I understand, this would be a very naive approach, thanks for the little
explanation.
Le 29/10/2024 à 11:06, Chris Jones a écrit :
On 29 Oct 2024, at 9:34 am, Fabien Auréjac <fabien.aure...@gmail.com>
wrote:
But this suggest me another question, do macports binaries upload
from my computer the results of the compilation that happened, to
help the community in later installations ?
No, that does not happen and is absolutely not something we would want
for many reasons. There are dedicated resources for these builds, see
e.g.
build.macports.org <https://build.macports.org/waterfall>
<https://build.macports.org/waterfall>
<https://build.macports.org/waterfall>
Le 29/10/2024 à 10:28, Fabien Auréjac a écrit :
Thank you, I was not aware of this. Excuse me for the mistake, I'm
quite new to language compilation concepts.
Le 29/10/2024 à 10:23, Chris Jones via macports-users a écrit :
On 29/10/2024 1:11 am, Fabien Auréjac wrote:
Hello, after upgrading to Sequoia, all worked flawlessly without
need of anything, but when I tried to update macports via port
selfupdate, it asked for a migration.
All seems to be working well, but I'm quite surprised about the
time it takes... for 500+ ports, more than 8 hours of compilation
on a macMini M1, and it's not finished...?

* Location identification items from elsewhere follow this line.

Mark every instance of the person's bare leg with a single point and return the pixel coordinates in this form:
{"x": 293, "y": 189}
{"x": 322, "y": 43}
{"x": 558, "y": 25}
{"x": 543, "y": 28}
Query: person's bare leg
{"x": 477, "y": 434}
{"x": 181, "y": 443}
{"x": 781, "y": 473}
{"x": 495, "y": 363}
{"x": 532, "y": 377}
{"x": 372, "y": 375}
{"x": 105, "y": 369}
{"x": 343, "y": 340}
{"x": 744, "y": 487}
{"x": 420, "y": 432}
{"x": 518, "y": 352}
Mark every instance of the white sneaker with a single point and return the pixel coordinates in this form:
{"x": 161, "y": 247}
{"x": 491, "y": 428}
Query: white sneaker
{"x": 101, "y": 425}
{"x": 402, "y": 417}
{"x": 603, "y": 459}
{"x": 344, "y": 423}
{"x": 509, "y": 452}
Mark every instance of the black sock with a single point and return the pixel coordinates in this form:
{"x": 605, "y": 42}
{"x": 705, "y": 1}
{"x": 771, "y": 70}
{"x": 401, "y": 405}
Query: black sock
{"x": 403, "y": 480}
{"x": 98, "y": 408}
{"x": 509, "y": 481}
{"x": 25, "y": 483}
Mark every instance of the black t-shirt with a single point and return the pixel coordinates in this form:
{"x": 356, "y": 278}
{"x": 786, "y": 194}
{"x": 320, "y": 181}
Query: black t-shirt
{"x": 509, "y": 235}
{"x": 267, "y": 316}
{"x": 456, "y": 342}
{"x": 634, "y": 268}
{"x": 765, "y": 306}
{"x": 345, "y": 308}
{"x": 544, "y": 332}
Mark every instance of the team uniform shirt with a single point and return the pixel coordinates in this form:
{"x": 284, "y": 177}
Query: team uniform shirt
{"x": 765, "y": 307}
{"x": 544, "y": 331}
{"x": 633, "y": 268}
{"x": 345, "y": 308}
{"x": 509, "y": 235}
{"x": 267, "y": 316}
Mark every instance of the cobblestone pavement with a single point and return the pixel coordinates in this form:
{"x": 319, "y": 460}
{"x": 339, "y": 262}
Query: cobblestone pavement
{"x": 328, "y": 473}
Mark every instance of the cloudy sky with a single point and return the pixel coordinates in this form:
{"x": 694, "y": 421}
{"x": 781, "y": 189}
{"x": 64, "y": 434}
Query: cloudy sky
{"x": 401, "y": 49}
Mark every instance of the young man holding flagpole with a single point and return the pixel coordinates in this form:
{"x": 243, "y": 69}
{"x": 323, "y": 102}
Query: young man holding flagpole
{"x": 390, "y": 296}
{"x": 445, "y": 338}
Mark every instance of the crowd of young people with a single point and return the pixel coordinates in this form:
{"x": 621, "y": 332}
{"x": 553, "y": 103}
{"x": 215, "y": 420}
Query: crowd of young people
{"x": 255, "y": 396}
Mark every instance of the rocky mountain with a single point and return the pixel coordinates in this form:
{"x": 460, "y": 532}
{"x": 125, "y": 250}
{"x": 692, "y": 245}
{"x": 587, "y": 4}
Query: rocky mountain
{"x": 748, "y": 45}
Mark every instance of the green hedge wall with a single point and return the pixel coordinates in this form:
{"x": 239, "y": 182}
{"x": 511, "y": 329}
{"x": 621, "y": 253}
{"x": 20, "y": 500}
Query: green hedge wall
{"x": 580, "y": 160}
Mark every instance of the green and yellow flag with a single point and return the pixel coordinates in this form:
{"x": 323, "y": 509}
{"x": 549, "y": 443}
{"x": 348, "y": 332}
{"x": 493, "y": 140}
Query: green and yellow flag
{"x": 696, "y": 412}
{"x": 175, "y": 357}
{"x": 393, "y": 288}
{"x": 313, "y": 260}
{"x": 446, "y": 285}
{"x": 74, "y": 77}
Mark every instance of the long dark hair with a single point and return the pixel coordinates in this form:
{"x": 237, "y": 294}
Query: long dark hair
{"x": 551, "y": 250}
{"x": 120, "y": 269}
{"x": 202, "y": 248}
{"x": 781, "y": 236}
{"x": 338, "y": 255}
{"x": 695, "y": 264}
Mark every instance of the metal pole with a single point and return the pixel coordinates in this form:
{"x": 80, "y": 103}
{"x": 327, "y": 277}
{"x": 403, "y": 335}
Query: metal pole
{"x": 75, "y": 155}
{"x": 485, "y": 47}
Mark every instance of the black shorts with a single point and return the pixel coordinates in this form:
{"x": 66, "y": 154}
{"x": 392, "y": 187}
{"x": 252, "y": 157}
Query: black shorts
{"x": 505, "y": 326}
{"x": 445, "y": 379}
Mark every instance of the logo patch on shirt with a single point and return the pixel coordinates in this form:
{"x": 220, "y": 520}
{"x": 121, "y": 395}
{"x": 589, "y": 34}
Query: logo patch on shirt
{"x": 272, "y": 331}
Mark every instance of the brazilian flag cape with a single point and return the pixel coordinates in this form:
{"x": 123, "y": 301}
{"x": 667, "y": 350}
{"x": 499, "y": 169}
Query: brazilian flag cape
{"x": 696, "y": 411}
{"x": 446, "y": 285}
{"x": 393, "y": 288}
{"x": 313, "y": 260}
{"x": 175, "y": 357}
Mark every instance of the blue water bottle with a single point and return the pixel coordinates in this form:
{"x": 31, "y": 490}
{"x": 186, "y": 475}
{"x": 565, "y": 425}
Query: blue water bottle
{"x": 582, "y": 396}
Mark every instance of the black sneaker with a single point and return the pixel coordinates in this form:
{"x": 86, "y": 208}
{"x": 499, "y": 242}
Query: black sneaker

On Sonoma compiling seemed to be really faster... Is this due to
the process of migration ?
Or is it a regression of performance due to some sort of macOS
performance or security clamping ?
You are comparing Apples with Oranges... Currently there are no
binary tarballs for any ports on macOS15 with arm, as the buildbot
has not yet been commissioned. So consequently you have to build
everything from source which obviously takes a lot longer than a
binary install. macOS14 arm does have binary tarballs.